Buttes-Chaumont

You are you again.
You are walking up the lovely stairs
each step made of cement
rustic in the shape of a log, faux-log,
faux-bark, you’re in the park,
pretty park and children
pass you unconcerned,
there are ducks in the small pond
on the way to the Mairie.

You’re getting married today,
how foolish you are.
Far-off sirens unfamiliar sky,
don’t do it, we all still have
reflexes left from the war, alone
is not lonely, don’t do it,
you have no experience at it,
this catastrophe by two, you
haven’t even married yourself yet
let along some relative stranger,
how could that possibly work?

Come marry me instead,
I’m really you anyhow, it’ll be easy
and the I that you are will never leave you.

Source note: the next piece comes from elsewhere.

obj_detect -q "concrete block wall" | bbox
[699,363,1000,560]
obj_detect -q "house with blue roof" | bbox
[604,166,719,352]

If you call this love, so be it.
I call it walking across the park
on a mild winter day
worrying about the ducks
and not much else, I call it
lofty conversation with the soul,
eagles and poetry, no fear no hope,
we tread on things made to seem
like other things, this is sort of art,
we rise to easy summits and look round.

This hill was once the garbage dump
for all northeast Paris, then wise men
of the 19th Century heaped earth
on remnant and made it a park,
a ‘beauty-spot’ they called it then.
On such things we climb, art-wise,
to our proper heaven. Stay here,
leave that stranger waiting at the Mairie.

You are the always of my old hymns,
youngest daughter of language and light.
I have other stuff like this to tell you,
just be me while you move into yourself
slowly, smoothly, your roomy airy
house with huge carved bronze doors.